What’s your advice for professionals looking to move into a van?
First, be realistic with your goals and your schedule. It’s easy to fall into a routine of skiing on Mondays rather than answering client emails, so you really need to be disciplined. On the flip side, however, set expectations for your clients so they know that you are not available 24/7. Maintaining expectations is very important. If you’re looking to move into a van to have more adventure in life, you don’t want to be working seven days a week either.
Second, be flexible and learn to roll with the punches.

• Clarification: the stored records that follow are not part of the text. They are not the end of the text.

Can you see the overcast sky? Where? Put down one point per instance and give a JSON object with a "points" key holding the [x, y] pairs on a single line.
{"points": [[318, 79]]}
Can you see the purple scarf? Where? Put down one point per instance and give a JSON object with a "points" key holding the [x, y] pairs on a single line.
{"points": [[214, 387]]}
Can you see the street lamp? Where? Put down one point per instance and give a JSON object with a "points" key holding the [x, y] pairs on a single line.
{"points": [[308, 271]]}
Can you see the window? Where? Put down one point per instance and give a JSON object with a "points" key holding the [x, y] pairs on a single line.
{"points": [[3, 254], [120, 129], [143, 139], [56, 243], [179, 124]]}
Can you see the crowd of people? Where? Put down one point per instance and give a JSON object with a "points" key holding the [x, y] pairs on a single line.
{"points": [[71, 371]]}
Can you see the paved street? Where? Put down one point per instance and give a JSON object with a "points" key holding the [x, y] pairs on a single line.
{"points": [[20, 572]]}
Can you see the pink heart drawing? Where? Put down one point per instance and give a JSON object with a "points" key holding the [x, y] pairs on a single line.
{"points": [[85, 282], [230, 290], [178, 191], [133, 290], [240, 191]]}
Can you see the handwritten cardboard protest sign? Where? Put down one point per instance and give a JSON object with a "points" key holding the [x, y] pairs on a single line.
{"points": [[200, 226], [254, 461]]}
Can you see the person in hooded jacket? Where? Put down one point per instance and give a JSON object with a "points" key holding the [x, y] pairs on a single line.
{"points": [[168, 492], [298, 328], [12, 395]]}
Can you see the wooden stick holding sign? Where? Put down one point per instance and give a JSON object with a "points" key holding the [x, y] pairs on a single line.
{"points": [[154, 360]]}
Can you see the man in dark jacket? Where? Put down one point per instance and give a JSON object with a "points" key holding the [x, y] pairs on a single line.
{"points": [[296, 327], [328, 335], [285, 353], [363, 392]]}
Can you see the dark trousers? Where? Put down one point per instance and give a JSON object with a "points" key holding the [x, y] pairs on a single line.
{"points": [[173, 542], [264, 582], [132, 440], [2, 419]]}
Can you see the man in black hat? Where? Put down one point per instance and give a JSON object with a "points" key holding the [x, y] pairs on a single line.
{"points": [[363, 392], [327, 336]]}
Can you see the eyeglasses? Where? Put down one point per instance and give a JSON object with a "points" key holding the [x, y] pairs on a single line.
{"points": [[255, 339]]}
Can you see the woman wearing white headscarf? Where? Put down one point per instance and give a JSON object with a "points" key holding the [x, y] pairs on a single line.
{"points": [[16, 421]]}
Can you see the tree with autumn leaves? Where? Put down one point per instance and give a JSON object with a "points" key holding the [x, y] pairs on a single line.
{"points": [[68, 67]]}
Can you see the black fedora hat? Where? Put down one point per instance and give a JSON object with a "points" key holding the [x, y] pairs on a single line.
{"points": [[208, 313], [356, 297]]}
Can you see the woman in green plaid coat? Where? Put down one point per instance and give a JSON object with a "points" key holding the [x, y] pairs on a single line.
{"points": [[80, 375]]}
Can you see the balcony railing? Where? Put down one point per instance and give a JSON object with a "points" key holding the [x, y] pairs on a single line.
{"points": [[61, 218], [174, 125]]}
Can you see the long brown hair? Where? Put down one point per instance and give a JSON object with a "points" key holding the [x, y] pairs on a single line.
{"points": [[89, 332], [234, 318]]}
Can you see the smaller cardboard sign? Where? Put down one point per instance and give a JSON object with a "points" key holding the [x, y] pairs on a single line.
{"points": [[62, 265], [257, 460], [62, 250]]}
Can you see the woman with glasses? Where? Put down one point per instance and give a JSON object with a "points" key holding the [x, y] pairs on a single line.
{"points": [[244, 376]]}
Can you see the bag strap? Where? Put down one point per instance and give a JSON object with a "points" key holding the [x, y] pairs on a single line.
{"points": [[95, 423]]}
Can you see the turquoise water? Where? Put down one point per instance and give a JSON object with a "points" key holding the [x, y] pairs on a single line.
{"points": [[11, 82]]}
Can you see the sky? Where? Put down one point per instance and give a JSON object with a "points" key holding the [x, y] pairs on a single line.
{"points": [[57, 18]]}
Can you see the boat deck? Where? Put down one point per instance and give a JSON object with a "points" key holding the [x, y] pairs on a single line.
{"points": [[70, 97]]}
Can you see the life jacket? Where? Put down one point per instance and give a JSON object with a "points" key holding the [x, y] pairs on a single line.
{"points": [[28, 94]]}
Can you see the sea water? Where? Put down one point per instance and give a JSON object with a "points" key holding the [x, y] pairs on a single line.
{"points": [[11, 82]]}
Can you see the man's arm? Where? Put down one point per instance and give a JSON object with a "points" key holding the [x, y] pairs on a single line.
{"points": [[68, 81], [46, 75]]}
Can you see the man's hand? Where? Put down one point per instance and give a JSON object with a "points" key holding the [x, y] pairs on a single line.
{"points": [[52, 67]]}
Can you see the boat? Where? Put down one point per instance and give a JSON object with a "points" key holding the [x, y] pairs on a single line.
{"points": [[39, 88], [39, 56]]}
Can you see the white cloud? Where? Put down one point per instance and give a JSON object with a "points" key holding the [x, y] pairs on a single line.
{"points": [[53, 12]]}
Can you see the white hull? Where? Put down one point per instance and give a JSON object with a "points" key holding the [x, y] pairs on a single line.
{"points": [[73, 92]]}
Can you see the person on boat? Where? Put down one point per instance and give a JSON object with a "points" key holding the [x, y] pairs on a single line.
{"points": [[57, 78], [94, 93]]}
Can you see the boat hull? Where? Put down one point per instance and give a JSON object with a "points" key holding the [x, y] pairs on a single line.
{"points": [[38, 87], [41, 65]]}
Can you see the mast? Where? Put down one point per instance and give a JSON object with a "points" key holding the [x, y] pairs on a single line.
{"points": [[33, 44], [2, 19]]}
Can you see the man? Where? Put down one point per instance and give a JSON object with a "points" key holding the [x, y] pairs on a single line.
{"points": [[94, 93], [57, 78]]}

Sometimes your van will break down at the most inopportune times and you have to cancel all your calls. It’s okay, your clients understand that you’re human.
Forming good networking relationships is challenging on the road, but your overall network will easily expand (geographically), but truly forming a relationship with other professionals becomes more difficult because you’re always on the move. My advice here is to have a solid network prior to taking off, as well as seek out networking opportunities in the areas you do visit. Don’t be shy about telling people you live in a van, because it’s a fantastic ice breaker.
What are the top 3 strangest questions you’ve gotten from people about vanlife and how have you responded?
1. “How much weight our paint added to the van build?” By far the strangest question we’ve gotten several times. We used PlastiDip—like a liquid plastic that you spray on like paint—to change the color of the van. We always try to respond to every question we get as educationally as we can (there are no dumb questions, right?), so we respond to that one with: It took about 10 gallons to paint the van and a gallon of water weighs 8 pounds. Most of the liquid in the PlastiDip would evaporate when it dries, so at most 80 pounds is our best guess. But honestly, we have no clue how much weight it added!
2. We were recently asked if we had ever thought of pulling a small trailer behind the van so that we can carry 275 gallons of water. It was that last part that threw us for a loop. We’ve thought of many things that we could do with the van, but pulling 275 gallons of water behind the van is not one of them! What would you even do with that much water? We carry 14 gallons of water.
3. “You live in a van, I thought you were vegan.” We were not told when we moved into our van that being vegan was a prerequisite, but apparently most people think so! When we show videos of us cooking or eating, we often get people commenting that they assumed we were vegan.